NigelP wrote: ↑23 Jun 2019, 22:07
Adam Bee wrote: ↑23 Jun 2019, 19:10
First inspection in 2 weeks. All was fine. BIAS, Queen. 12 frames in the top box (still need to manufacture my dummy boards!) all drawn. Brood on 10 of them, many dotted with a few cells of nectar or pollen; a few with a band of capped honey on the top.
6 drawn frames in the middle of the bottom box, some with nectar. Lots and lots of bearding on the outer frames as they were drawing those out. I felt bad that I disturbed them by inspecting. No QC's. No apparent health issues. Not much honey, but that wasn't expected.
You need to go to double brood on that description...Queen is short of laying room.
And please go to 11 frames per brood box....long term it helps. Forget the dummy frame...you will find soon enough it'snot necessary.

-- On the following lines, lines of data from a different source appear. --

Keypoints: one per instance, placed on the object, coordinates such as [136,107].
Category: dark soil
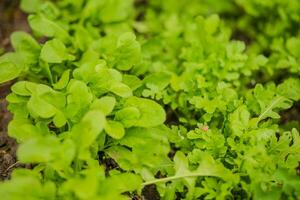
[11,19]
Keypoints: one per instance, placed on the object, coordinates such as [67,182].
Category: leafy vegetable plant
[125,96]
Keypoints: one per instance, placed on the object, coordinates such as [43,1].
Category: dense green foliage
[167,90]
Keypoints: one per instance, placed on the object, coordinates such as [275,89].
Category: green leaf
[30,6]
[40,108]
[9,71]
[151,113]
[121,90]
[63,81]
[54,51]
[239,120]
[114,129]
[106,104]
[22,41]
[45,27]
[21,89]
[41,149]
[290,88]
[128,52]
[87,130]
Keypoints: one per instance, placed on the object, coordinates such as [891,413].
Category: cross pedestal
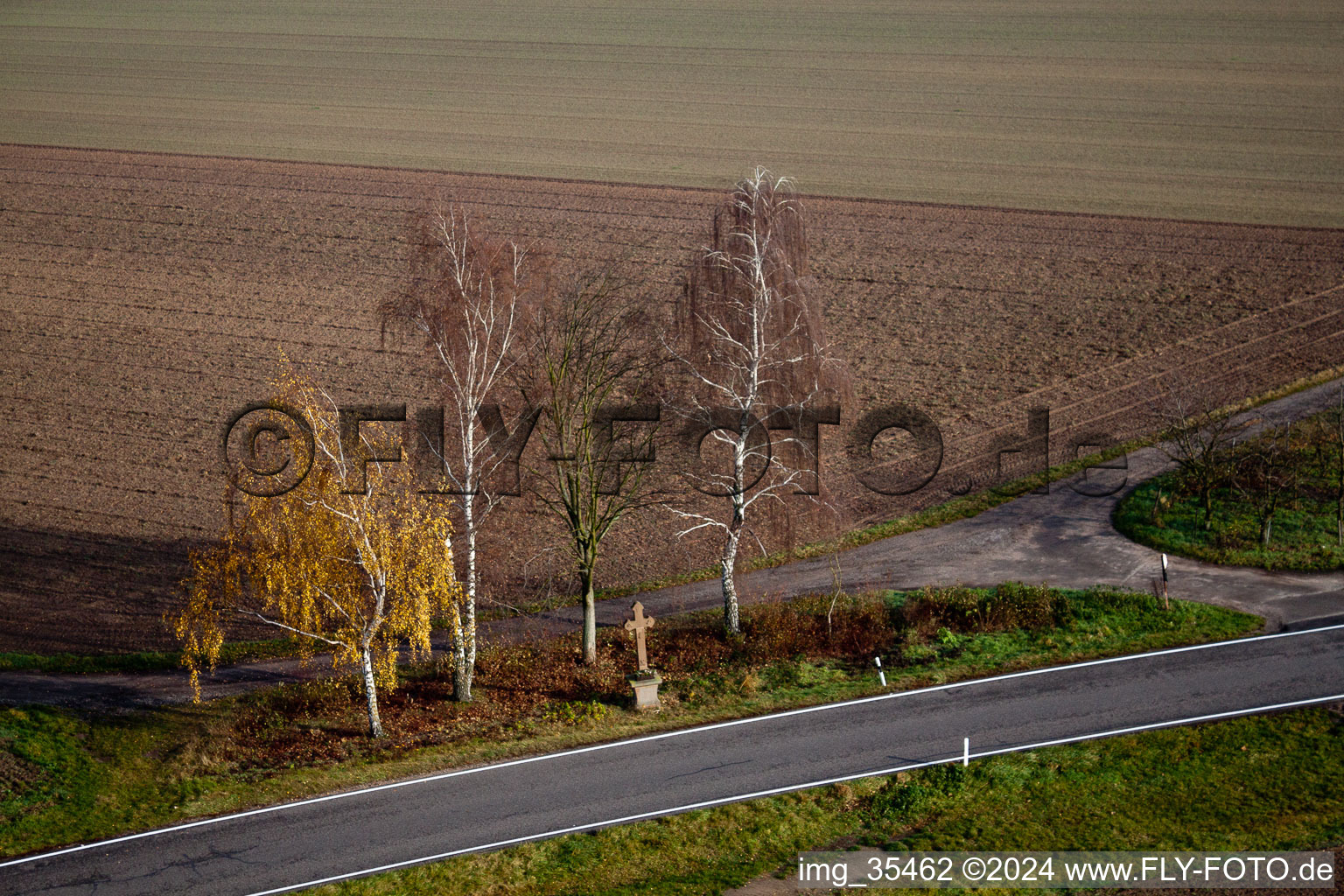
[646,682]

Second brood box, I'd stick below and I'd move 4-5 frames of brood down and fill in above with undrawn or whatever you have. Sure others would do it differently.
Ah! Nigel, my bad for not being clear. I am running two brood boxes. That's the
6 drawn frames in the middle of the bottom box! Well, to be honest, I'm running two boxes, but with no QE, so she can use both as brood right now as she sees fit.
On the next inspection, I will remove one frame from each box. I should have done it this time, but didn't. Why? Dunno. I guess I thought I'd wait until I had a dummy board. But, it's clear that with so many bees, especially in that top box, there needs to be only 11 frames, even if there are no dummy boards.
Say - with the extra space, if there is no 12th frame and no dummy board, would you push all the frames against one end? Or balance the space and push the frames together in the middle of the box, distributing the space on either side?
Running "Foundationless All Mediums with No Queen Excluder". Each box is national spec, but 190mm deep.